Jay Wolfe, Olentangy’s athletic director, said, “He is a great example of one who loves sports and wants to be involved in any aspect of it. He was a statistician for football and is the voice of the Braves at most athletic events. He will be studying broadcast journalism at Syracuse next year. His drive is to be a sports broadcaster someday.”
Going to most of the school’s games anyway, he said he volunteers as announcer for the school. Besides football, he calls most home basketball games for both boys and girls,junior varsity football, most boys and girls soccer and most volleyball games.
“I have enthusiasm. More than some,” he said confident of his work for the school.
Zack also was on stage during his sophomore and junior years. Yet he looks at his work in the theater as a hobby.

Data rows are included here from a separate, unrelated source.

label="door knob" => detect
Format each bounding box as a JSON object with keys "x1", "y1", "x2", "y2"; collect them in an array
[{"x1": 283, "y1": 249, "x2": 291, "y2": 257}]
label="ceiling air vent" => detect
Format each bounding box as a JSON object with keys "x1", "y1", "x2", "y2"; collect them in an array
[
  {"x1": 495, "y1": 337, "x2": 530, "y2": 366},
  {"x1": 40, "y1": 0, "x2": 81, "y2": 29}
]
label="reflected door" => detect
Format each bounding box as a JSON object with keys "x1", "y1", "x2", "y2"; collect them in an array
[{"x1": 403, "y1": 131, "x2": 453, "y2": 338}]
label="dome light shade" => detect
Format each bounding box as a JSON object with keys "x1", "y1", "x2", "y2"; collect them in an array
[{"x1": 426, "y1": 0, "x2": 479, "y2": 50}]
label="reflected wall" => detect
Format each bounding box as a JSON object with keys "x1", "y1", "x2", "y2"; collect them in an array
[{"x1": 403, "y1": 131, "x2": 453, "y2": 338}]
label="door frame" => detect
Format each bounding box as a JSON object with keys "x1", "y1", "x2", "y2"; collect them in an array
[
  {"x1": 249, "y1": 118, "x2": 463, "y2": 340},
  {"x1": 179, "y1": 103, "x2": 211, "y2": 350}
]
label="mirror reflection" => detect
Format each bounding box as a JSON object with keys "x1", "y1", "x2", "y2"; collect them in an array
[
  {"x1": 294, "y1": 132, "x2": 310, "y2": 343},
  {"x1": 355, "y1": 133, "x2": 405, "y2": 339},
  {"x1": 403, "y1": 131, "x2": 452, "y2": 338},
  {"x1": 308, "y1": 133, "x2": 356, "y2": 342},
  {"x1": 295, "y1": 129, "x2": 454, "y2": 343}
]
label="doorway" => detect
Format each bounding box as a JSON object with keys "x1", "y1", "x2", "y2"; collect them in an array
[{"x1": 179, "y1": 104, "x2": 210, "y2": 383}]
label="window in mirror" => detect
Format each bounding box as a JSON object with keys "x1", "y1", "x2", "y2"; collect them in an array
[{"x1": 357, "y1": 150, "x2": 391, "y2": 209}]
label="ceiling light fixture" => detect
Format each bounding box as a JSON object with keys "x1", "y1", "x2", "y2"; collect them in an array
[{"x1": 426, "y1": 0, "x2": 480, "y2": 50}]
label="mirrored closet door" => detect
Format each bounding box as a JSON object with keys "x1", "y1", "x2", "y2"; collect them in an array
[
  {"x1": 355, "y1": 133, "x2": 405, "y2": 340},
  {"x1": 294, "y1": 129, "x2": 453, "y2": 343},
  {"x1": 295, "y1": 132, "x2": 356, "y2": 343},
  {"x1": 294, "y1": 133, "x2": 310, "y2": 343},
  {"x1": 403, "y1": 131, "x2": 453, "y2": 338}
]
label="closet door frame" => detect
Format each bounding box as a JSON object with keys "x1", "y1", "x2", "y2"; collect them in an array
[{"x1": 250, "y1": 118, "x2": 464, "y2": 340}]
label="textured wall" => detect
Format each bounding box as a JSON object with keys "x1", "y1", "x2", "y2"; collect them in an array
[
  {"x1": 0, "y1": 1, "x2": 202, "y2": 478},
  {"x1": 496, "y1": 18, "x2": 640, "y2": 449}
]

“Maybe I’ll do it again at some point. I like spot roles. I prefer to focus on broadcasting,” he said.
Zack also focuses on his studies, taking Chinese through Ohio State University.
“I’m completing foreign language credits for both high school and college right now,” he said. “It was different moving here junior year. I was in limbo for a while not knowing if (his family was) going to move or not.”
But then once in Olentangy, he said he found it “awesome. I was able to announce, take AP classes. I was offered every opportunity. The opportunities here pushed me to be able to be in that 350.”
Looking ahead for the rest of his senior year, Zack thinks will do baseball in the spring.
“Then there is graduation and senior prom,” he said, adding in his spare time, he plays poker and watches sports with friends.
Hoping to get into a radio or TV station in the summer, he said, “It’s important to get your foot in the door. Everything pays off with one ‘yes.’”
Zack is the son of xxxxx and xxxx of xxxxx.